I wanted a fairy tale and you turned my life into a nightmare. I wanted you to be my happy ending and now you’ve become my happily never after.
You see, no matter what happens and no matter how much time passes, I’ll never let you back into my life.
Not even if my life depended on it and not if you were the last man on earth.
The word never: the only finitude.
No, I’m not saying this because I’m angry. I’m not saying it because I want to get even and break your heart as well.
I’m not using any reverse psychology techniques here, where you’re supposed to come running back to me as soon you hear that I don’t want you anymore.
I’m not saying this because I’m trying to deceive myself. I’m not comforting myself while deep down, I still miss you like hell.
For the first time ever, these words are coming out of my mouth because I really mean them.
I don’t want you back and I’m not giving you access to my life ever again.
And you know what the best part is?
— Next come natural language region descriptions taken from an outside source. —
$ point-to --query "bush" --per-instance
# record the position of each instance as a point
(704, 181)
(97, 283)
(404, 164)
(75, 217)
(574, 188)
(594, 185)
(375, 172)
That I will be happy without you.
In fact, this is the only way I can be truly happy and content.
Yes, I thought you were the source of my happiness but you turned out to be my biggest misery.
I can’t believe I’m saying this but I really am relieved that I got rid of you. Relieved for finally leaving you in the past, where you belong.
After all, I’m not the one who lost anything when you left.
Actually, I did lose a man who never treated me right, a man who was never ready to lift a finger for my sake and a man who never loved me the way I loved him.
In fact, I gained a lot once I turned my back on you. First of all, I got my life back in my own hands.
You see, a miracle happened; I’m no longer emotionally dependent on you.
My existence doesn’t revolve around you anymore and you’ve stopped being the center of my world.
Most importantly, I gained back my self-respect and self-love. After all this time, I learned that I have to put myself first, no matter how much I love the other person.
I learned never to settle for less than I deserve and I learned that I’m worthy of someone’s efforts and undivided attention.
So, I guess our story didn’t have a happy ending after all. However, I don’t care because mine will and that’s all that matters.